Thursday, December 8, 2016

The problem with time and the trading pits

In order to bet time, the trader needs a safe rate.  There is such a thing in the trading pits, it is the stable bit error losses of a standard S&L coin issuer.

But it is a tautology, because all the bots to a standard double sided Black-Sholes, and the bit error losses are requantized to random walk. Maximum entropy betting, bet the whole channel according to probability distribution, but any bot can gran that distribution with a scan of the graph.  

The pits always convert time into rarity, and the past becomes a bit fuzzy.  It is like playing the Wythoff game, except the squares are requantized to conserve the local number of grid units.  Each move a trader thinks it has the optimum step, But the re-quantizer take another stab a finding the center of the game, it is a computed outcome.  The ,players float about in orbital limbo.

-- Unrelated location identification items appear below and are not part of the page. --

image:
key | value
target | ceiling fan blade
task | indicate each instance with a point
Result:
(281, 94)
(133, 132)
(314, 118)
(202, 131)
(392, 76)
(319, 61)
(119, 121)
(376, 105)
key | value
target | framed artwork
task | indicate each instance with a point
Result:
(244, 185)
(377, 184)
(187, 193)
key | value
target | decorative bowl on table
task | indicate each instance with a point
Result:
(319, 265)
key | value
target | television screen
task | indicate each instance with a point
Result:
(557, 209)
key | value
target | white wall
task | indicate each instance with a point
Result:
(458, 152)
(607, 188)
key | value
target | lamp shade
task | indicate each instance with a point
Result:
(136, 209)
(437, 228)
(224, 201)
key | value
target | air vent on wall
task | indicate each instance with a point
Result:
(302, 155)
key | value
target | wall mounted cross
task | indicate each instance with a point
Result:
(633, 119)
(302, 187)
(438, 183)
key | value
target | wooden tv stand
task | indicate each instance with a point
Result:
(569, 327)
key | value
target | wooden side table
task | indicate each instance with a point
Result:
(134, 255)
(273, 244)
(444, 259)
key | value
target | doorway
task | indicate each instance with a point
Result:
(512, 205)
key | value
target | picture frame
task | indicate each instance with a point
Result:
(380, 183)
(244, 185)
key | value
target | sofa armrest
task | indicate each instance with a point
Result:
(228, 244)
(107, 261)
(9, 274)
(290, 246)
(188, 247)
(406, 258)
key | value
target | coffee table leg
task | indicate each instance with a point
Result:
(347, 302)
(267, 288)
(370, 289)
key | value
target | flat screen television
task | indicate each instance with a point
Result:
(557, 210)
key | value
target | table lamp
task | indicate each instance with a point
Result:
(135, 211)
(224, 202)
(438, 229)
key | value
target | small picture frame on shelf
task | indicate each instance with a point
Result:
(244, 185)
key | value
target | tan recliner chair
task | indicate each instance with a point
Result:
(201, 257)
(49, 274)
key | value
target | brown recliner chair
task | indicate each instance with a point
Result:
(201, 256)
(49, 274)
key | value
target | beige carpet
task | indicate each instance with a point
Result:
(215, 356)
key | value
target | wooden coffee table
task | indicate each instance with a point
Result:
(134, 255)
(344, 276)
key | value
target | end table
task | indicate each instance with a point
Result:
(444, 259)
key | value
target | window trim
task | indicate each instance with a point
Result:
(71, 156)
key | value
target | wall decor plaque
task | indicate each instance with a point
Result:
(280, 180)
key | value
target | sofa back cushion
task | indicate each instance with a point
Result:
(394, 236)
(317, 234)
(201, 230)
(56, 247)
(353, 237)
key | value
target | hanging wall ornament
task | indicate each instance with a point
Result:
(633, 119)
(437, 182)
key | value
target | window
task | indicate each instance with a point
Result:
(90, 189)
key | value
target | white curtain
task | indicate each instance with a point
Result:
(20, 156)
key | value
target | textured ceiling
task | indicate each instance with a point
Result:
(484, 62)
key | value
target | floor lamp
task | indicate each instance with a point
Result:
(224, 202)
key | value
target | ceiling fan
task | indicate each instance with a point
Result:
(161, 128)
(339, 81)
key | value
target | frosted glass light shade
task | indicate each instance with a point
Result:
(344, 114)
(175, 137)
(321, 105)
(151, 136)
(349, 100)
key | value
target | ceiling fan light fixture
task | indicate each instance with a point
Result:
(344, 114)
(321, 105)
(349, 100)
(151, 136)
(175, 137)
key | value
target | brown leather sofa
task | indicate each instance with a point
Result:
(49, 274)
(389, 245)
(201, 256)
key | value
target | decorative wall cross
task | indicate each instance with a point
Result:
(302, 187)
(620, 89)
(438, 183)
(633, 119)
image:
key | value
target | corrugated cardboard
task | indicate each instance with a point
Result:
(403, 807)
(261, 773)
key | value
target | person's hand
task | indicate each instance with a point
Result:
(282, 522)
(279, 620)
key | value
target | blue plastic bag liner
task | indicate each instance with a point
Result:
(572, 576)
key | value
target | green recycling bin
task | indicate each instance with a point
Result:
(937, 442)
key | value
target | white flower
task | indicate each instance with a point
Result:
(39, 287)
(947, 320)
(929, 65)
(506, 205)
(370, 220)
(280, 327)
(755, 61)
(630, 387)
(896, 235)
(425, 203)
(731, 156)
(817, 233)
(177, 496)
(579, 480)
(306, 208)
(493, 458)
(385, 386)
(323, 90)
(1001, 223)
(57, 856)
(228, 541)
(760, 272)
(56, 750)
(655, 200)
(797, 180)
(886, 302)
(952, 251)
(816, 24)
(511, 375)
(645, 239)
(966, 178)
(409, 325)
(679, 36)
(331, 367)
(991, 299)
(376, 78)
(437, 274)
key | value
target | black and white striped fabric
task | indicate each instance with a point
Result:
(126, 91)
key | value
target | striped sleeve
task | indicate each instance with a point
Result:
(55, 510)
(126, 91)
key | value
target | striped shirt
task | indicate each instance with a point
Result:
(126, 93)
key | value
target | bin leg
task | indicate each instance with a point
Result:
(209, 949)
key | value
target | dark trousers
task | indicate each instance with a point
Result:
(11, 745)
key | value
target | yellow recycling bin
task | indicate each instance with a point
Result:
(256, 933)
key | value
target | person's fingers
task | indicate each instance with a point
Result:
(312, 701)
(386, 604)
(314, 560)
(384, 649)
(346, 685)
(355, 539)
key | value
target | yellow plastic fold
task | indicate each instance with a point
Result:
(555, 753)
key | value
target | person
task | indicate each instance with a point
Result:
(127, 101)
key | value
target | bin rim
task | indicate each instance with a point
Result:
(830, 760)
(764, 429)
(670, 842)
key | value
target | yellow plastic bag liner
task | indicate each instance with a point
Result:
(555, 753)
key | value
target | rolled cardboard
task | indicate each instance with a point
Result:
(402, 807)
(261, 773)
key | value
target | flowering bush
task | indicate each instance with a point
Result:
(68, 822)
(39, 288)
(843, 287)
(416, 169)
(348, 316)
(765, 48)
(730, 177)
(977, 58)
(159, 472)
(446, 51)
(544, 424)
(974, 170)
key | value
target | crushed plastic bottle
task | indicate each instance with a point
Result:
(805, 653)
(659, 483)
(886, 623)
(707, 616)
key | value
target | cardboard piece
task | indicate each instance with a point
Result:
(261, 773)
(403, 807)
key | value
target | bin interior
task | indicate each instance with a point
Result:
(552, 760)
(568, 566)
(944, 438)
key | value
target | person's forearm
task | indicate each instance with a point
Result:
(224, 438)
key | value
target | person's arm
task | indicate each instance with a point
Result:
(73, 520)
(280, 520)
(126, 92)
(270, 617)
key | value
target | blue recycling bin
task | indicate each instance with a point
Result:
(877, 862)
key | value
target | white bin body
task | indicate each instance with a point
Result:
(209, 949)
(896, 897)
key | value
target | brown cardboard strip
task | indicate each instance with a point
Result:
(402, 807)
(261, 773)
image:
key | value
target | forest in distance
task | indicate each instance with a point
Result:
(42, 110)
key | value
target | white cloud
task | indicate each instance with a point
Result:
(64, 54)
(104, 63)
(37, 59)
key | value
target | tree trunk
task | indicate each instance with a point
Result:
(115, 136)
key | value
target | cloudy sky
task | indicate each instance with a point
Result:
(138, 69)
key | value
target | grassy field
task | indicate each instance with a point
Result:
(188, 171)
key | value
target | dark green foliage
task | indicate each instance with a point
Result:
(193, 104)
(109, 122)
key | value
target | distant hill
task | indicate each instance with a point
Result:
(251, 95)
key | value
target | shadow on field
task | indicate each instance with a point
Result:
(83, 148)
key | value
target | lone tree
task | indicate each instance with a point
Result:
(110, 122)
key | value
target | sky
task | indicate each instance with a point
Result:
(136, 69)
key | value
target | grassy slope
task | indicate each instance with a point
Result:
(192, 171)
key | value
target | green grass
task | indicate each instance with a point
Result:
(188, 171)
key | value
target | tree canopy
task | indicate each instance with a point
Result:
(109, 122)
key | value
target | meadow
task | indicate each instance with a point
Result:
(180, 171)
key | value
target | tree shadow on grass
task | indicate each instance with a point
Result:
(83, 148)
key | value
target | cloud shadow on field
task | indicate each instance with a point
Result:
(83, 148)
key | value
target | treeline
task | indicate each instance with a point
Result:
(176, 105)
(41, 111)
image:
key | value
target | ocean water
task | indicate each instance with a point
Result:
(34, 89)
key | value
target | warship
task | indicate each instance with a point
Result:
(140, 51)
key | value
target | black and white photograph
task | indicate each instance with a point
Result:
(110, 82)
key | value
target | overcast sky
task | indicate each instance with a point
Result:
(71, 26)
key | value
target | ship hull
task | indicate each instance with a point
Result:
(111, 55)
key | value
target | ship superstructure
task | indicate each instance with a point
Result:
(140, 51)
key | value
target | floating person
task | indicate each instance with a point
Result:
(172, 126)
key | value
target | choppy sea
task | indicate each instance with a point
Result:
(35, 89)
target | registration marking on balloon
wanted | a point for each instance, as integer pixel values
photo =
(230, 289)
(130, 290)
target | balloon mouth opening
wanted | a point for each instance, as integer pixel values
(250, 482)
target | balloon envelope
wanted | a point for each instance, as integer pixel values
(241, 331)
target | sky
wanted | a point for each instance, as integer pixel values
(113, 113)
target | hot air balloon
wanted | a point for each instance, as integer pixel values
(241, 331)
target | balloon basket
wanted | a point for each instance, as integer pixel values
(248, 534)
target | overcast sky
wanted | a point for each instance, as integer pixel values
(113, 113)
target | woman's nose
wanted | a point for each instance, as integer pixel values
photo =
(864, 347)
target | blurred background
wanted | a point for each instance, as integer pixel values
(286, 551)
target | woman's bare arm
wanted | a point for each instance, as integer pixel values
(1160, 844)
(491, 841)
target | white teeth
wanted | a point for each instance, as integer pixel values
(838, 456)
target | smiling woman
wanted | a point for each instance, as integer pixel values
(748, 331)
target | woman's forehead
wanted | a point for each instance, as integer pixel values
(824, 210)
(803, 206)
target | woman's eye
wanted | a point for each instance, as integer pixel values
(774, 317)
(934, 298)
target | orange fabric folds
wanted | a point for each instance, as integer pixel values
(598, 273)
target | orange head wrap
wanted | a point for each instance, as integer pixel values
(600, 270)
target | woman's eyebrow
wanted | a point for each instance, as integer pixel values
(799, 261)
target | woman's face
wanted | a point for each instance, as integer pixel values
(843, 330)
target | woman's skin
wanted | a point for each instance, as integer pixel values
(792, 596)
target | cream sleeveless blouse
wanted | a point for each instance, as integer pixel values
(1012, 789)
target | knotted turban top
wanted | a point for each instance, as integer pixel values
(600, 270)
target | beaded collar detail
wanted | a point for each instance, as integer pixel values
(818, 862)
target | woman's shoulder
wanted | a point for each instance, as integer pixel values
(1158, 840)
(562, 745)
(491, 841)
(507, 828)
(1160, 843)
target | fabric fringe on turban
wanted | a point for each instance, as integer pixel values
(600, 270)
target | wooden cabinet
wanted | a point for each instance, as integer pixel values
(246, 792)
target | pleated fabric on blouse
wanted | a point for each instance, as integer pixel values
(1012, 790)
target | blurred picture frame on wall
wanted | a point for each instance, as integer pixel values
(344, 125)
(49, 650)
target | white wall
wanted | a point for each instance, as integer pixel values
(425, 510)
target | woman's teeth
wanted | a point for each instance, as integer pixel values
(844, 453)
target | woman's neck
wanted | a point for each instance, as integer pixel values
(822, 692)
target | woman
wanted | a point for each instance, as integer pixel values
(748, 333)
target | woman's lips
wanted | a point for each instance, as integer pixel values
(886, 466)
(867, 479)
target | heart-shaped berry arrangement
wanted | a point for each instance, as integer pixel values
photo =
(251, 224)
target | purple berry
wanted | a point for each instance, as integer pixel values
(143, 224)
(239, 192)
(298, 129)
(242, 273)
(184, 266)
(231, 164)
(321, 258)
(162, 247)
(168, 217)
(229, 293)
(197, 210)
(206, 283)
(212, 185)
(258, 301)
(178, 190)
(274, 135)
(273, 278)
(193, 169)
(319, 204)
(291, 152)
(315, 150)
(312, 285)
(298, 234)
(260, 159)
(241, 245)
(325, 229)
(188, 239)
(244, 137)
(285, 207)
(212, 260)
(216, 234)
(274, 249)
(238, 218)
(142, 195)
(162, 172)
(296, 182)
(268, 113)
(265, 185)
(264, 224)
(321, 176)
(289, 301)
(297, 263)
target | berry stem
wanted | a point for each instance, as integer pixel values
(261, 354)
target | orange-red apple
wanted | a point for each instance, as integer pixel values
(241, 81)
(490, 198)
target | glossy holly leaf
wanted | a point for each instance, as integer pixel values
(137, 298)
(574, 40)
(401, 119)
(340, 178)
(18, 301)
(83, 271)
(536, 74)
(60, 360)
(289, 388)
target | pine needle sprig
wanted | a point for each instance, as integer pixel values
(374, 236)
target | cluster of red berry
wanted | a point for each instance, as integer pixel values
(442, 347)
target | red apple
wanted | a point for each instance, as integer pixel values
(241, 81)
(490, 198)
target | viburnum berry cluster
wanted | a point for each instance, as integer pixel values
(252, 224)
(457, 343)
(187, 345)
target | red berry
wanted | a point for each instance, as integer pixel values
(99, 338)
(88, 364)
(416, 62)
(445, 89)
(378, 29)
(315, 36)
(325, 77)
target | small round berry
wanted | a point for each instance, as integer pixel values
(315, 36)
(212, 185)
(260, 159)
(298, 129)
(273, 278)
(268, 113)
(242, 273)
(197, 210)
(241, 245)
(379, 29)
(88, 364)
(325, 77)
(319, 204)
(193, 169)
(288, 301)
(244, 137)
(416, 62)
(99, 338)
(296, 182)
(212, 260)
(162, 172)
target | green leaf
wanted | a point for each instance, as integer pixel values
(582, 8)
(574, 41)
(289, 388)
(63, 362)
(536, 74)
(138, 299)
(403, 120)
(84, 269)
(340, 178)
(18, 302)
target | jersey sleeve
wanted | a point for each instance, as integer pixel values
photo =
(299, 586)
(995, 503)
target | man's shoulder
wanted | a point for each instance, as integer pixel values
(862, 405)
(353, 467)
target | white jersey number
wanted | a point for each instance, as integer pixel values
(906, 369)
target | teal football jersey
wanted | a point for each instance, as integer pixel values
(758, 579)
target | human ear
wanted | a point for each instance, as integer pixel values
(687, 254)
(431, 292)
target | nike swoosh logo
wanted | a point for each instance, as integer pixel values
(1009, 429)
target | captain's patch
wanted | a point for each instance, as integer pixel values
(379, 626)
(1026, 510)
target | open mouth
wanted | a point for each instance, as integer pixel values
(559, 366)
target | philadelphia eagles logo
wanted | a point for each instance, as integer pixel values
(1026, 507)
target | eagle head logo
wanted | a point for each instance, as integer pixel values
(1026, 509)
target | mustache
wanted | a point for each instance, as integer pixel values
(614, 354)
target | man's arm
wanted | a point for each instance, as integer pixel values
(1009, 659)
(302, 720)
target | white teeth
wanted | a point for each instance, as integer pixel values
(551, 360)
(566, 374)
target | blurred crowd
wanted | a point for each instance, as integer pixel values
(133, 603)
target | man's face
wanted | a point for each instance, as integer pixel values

I think time is going to be traded on a person to person basis and enforced with etherum contracts.  Truckers, ultimately, have to be on some transportation pit, bidding for routes and volume, computing time for them self. Delivery times and pries, those numbers then derived from segmented trading nets. They produce "timely" rates for delivery over time, available to be read by bots.

But the 'timely' and 'derived' is an external risk, it can be priced, but the ethereum enforcement vendor does the jump from probability to time/space. We would be on its ability to derive the jump function.